Alan Maynard is professor of health economics, University of York
Monday 7 July 2008
During the Wilson government in the mid-1970s, clinical practice variations were identified as a major problem. They remain so today, with the Darzi report, High-Quality Healthcare For All, demanding change because similar patients with similar needs get very different treatment.
Progress in reducing clinical practice variations and measuring patient outcomes is depressingly slow in the NHS, and in all other healthcare systems public and private throughout the world. In the USA, Alain Enthoven is in his third decade of advocating competition to reduce this inefficiency. In the UK there is no competition guru, but it is developing at a surprising rate and in a rather covert manner.
Why is the growth of competition covert? The Government has put reforms in place: in January 2007 they published a set of rules for collaboration and competition in the NHS. They have also published a code for advertising. The nice question is whether these developments are fully understood by politicians.
Of course it may be that the politicians understand it all too well, but do not wish to own what they are doing. Thus they may fear Labour MPs and trade unions will cry foul and oppose competition as a “wicked onslaught” on the NHS. In this case, it is best to stay quiet about competition and let it grow by stealth.
Competition: driving efficiency or destabilising hospitals?
There is in principle nothing sinister about public-private competition in health care provision provide population risks are pooled, care is funded out of taxation and access is based on need rather than ability to pay.
Furthermore, competition is potentially useful in reducing variations and the lack of outcome measures. However, its primary role at present appears to be in stripping out activity from hospitals and providing care in the community.

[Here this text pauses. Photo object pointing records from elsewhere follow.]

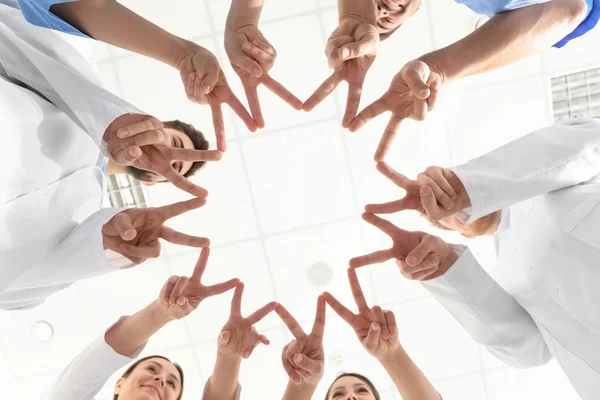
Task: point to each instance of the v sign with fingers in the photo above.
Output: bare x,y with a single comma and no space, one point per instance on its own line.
303,358
181,295
350,50
412,94
239,337
420,256
134,233
140,140
437,193
205,83
251,57
375,328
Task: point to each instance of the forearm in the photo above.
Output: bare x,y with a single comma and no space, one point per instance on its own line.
361,9
507,38
298,392
134,331
408,378
110,22
244,12
223,384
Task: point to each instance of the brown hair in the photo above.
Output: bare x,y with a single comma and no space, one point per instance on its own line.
358,376
133,366
197,138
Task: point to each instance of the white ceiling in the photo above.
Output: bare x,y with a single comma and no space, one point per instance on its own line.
291,196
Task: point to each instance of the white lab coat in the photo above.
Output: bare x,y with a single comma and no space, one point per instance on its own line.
544,300
53,113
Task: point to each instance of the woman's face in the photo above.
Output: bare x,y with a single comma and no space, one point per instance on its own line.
350,388
152,379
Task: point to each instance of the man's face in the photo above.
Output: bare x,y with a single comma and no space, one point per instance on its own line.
392,13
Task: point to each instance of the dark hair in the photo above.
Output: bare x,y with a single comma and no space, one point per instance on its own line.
358,376
133,366
197,138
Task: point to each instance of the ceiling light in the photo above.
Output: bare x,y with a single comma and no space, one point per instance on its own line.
42,331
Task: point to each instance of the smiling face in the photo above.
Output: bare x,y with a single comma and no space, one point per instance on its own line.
350,388
152,379
392,13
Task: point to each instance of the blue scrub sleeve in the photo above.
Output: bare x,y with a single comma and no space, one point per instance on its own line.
37,12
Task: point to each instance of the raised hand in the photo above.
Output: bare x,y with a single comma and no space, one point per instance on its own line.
303,358
375,328
350,50
140,140
412,94
252,56
181,295
239,337
205,83
134,233
421,256
437,193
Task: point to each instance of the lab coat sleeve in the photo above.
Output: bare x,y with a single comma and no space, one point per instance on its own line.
488,313
45,61
559,156
87,374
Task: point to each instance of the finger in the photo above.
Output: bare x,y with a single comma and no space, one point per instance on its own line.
167,289
371,342
171,235
377,313
236,301
282,92
148,124
430,204
352,103
388,137
319,323
210,80
339,308
122,226
390,320
375,257
219,288
241,112
368,113
179,154
178,289
326,88
146,139
218,125
261,313
128,155
382,224
254,104
181,207
183,183
441,196
290,321
151,250
357,293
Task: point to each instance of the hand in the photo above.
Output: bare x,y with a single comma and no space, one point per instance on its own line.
437,193
205,83
421,256
252,56
375,328
238,337
134,233
350,50
181,295
140,140
412,94
303,358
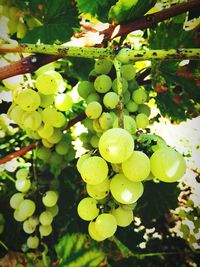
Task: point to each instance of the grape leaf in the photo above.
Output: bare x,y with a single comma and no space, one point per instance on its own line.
75,250
124,10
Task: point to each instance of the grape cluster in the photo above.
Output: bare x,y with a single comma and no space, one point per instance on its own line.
115,171
36,223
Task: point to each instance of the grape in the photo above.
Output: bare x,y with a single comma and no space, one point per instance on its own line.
131,106
16,199
103,66
106,225
49,83
167,165
93,233
142,121
63,102
137,167
129,124
128,72
29,100
116,145
87,209
22,185
99,191
94,170
93,110
124,190
50,198
103,83
139,96
124,86
46,218
33,242
45,230
122,216
110,100
85,88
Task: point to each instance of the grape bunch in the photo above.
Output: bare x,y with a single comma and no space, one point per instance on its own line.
37,222
114,170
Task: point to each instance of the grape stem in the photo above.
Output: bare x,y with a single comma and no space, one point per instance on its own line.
120,107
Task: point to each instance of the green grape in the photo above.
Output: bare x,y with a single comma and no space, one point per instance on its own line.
129,124
29,100
102,66
125,191
31,120
50,198
45,230
81,160
94,170
46,218
124,86
143,108
131,106
45,131
167,165
110,100
87,209
142,120
23,185
32,242
99,191
85,88
93,233
63,102
128,71
116,145
93,110
103,83
122,216
93,97
28,228
139,96
105,121
22,173
46,100
106,225
43,153
49,83
16,199
137,167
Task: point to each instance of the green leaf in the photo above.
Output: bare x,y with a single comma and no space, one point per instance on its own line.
76,250
124,11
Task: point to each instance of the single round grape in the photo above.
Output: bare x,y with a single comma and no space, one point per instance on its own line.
137,167
116,145
29,100
63,102
167,165
125,191
110,100
122,216
128,71
50,198
103,83
93,233
87,209
142,120
32,242
49,83
94,170
93,110
103,66
106,225
46,218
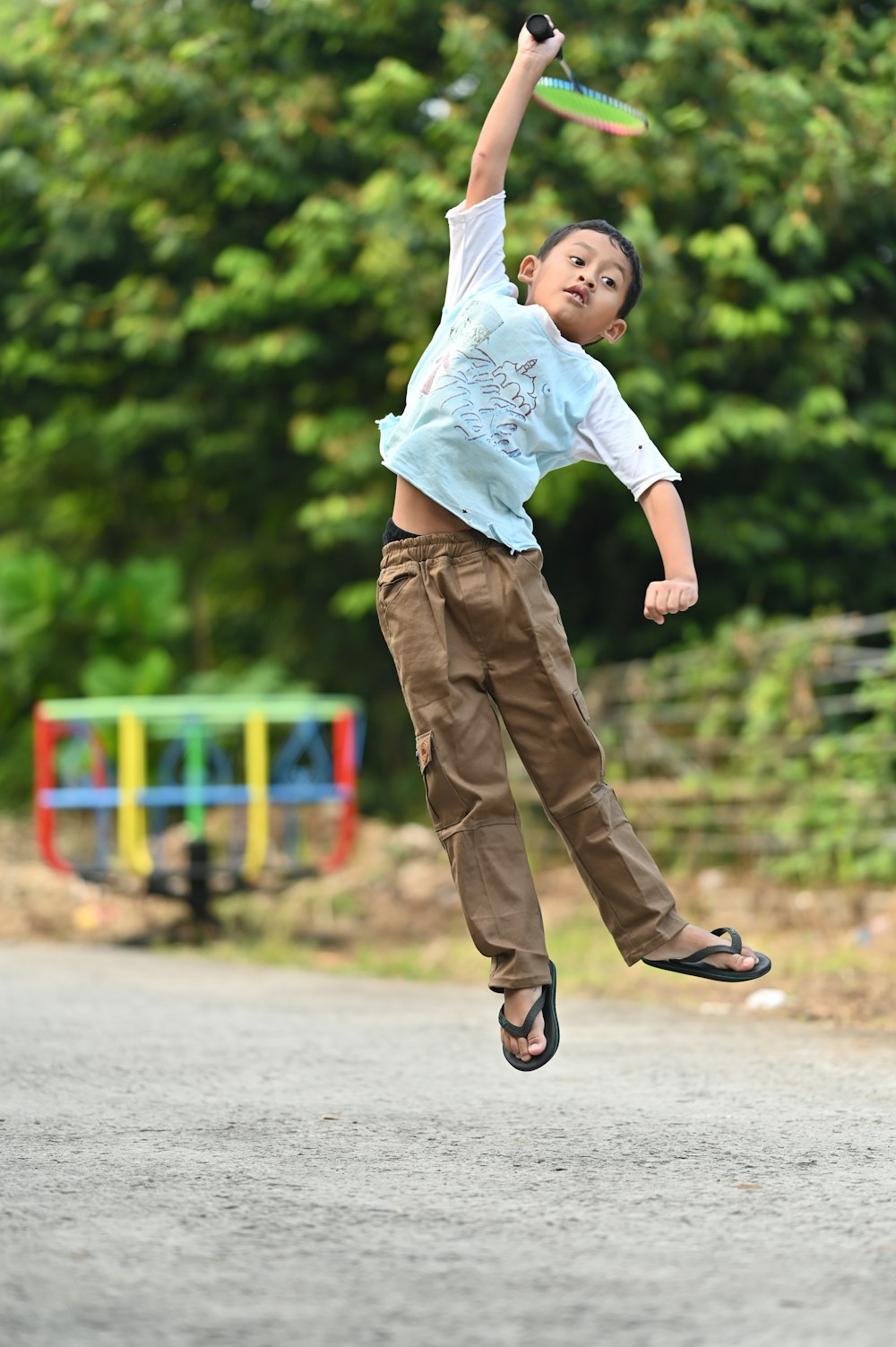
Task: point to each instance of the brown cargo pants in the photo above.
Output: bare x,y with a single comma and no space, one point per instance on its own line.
472,629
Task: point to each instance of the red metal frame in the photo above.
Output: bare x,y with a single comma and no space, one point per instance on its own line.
45,741
344,774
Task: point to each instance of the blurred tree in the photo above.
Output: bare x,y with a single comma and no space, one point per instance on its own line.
222,251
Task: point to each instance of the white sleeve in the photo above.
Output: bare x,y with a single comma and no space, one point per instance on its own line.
476,259
612,434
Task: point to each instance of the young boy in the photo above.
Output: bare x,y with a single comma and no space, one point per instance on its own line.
503,395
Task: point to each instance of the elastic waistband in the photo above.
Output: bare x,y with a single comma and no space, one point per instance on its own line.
427,546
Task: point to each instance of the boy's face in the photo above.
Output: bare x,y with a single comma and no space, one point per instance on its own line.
582,284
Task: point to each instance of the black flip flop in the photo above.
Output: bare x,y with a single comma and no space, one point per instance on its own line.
545,1005
694,966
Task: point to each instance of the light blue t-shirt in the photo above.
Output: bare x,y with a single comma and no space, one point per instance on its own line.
500,398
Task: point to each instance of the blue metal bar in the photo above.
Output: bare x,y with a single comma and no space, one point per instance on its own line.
107,797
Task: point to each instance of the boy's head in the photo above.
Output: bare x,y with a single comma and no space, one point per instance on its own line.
588,276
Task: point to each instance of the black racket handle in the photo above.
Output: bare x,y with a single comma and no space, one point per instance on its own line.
539,26
542,29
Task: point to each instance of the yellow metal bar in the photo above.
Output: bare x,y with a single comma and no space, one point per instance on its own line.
256,780
133,774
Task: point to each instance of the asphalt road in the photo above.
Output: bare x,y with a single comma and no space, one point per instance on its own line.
198,1154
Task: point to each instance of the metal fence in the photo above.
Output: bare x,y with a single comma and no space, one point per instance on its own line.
770,742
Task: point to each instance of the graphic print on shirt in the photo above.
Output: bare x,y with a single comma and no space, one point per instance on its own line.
487,401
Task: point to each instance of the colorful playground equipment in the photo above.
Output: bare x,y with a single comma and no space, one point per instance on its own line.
249,787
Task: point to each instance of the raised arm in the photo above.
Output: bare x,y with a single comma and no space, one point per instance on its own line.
503,122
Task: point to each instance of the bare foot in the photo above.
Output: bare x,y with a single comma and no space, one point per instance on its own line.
692,939
516,1006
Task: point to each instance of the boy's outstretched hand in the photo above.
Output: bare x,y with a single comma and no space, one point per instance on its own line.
666,597
547,50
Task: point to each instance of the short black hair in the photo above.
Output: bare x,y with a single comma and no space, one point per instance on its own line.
624,244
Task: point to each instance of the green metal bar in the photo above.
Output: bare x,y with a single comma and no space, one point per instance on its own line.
194,773
277,709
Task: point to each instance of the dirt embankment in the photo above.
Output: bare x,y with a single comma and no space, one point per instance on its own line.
393,910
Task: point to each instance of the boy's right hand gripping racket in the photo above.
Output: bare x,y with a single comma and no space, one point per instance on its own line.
572,99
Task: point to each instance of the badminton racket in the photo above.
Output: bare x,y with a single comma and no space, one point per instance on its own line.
572,99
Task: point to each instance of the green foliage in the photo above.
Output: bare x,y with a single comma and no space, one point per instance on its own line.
222,251
781,736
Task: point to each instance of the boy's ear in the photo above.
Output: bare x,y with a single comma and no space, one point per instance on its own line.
529,270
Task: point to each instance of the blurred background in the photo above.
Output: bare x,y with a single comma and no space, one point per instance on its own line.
221,254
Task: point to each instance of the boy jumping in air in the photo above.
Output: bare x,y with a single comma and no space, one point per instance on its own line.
503,395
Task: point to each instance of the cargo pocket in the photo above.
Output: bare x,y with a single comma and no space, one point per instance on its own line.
388,588
446,806
580,702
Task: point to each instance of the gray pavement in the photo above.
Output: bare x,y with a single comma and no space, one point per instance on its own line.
201,1153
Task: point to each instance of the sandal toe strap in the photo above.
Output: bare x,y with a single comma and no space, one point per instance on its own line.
735,947
521,1031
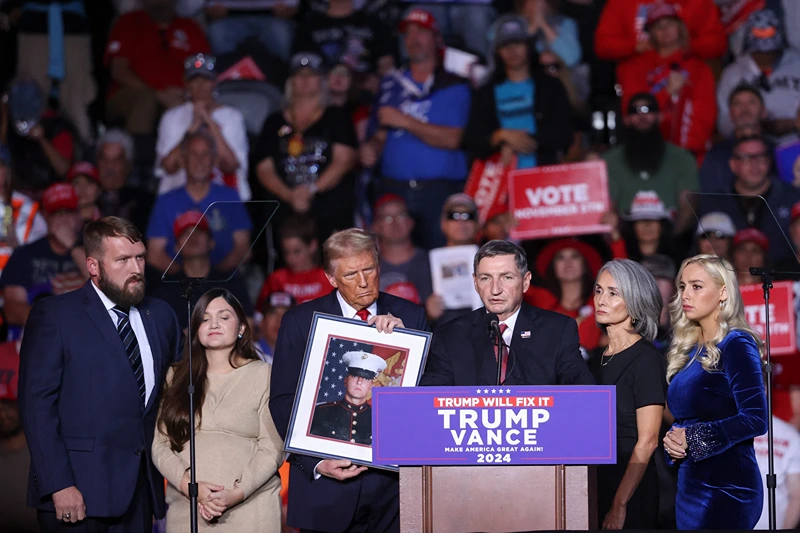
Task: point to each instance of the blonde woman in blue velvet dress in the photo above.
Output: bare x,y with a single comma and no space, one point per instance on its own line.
716,394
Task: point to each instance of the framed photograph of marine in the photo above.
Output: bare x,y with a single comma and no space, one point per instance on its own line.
344,360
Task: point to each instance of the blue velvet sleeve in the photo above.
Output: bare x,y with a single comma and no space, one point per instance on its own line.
741,364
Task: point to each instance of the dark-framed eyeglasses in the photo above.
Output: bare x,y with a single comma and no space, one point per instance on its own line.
388,219
553,69
757,158
714,234
463,216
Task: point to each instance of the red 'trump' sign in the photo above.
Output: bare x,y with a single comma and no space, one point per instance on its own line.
781,314
559,200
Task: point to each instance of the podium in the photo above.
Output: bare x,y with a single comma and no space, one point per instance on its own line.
459,499
508,459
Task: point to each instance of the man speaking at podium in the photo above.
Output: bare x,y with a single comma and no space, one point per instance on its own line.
335,495
540,347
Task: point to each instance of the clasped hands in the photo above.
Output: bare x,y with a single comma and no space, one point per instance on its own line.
212,499
675,443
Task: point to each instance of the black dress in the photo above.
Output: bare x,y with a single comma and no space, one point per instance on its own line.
639,373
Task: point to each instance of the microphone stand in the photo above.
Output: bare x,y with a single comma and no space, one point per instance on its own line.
766,283
190,283
495,328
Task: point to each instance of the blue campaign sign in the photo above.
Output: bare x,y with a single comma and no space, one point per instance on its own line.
522,425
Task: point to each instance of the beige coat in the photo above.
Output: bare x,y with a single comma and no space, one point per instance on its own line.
236,443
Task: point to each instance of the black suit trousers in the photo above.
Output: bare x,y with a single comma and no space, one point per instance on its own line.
137,519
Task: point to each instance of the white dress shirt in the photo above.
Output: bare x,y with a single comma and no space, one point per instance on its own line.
349,311
511,321
141,337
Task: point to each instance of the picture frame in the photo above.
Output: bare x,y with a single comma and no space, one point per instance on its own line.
344,359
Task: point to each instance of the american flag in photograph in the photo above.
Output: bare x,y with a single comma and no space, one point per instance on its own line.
331,387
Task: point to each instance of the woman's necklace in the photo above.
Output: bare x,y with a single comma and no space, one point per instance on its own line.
604,362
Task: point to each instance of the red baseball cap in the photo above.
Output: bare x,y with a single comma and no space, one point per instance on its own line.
593,260
420,17
83,168
795,211
751,235
60,196
9,371
189,220
657,12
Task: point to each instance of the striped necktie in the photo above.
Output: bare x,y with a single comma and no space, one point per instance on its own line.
504,363
131,346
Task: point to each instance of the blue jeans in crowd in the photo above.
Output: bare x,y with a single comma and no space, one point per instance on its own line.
468,22
274,33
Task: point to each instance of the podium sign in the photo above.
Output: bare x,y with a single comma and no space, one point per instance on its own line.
516,425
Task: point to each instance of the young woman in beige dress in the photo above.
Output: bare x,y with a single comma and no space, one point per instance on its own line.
238,448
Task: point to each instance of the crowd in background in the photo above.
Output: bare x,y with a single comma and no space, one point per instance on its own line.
356,113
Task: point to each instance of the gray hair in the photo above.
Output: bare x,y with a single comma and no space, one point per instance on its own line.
346,243
639,291
120,137
497,247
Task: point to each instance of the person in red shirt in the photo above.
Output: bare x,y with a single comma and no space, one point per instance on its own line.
682,84
620,34
145,55
302,277
568,268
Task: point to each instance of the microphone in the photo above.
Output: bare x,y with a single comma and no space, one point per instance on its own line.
493,323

Thus, for instance, private companies are going into partnership with GPs to provide ophthalmic care and diagnostics. The latter involves adopting a focus on simple, high-volume procedures to get economies of scale and low costs, leaving the hospitals with the more complex, low-volume procedures.
In ophthalmology, GP-private partnerships are using optometrists to establish community capacity to provide primary and some intermediate procedures, thereby diverting patient demand from hospitals to the community.
One of the most expensive current NHS investments is in injections of an expensive drug to treat macular degeneration. The nice issue here is whether you need physicians or just technicians to provide this therapy? The former may be an expensive luxury when the latter may save you thousands of pounds and be equally effective.
Private sector competition may be the engine of adopting the lower-skilled and more cost-effective provision of care. These entreprenuers may provide GP-free primary care with nurse prescribers and practitioners. They may use pharmacists to prescribe also. Such innovations would be legal, and could undermine the inertia that is healthcare provision worldwide.
But would it be efficient? During the period of adjustment, there would be excess capacity and higher costs. Hospitals losing services to the community would have to sack staff, including consultants. The loss of volume to primary care providers might inflate hospital costs, due to the erosion of economies of scale and the loss of capacity to cross-subsidise their expensive patients with high-volume simple cases.
Such radical notions are an inevitable product of market competition. The long established healthcare inefficiencies of variations in practice and the absence of measures of success can only be mitigated if commissioning is of high quality and if the rules of competition are carefully articulated and rigorously enforced.
Is competition the solution for the problems of the NHS? It all depends on whether regulation can create a level playing field for alternative providers to compete for business.
Competition is all about creating uncertainty about the future, so that management has to change to survive. Competition can be wasteful, and capitalists will always seek to destroy competition to protect and enhance their profits.
However without some vigorous agent of change, healthcare delivery will continue to be inefficient. It seems that greater use of carefully-regulated competition is unavoidable, as without it, patients and taxpayers will continue to get a poor deal.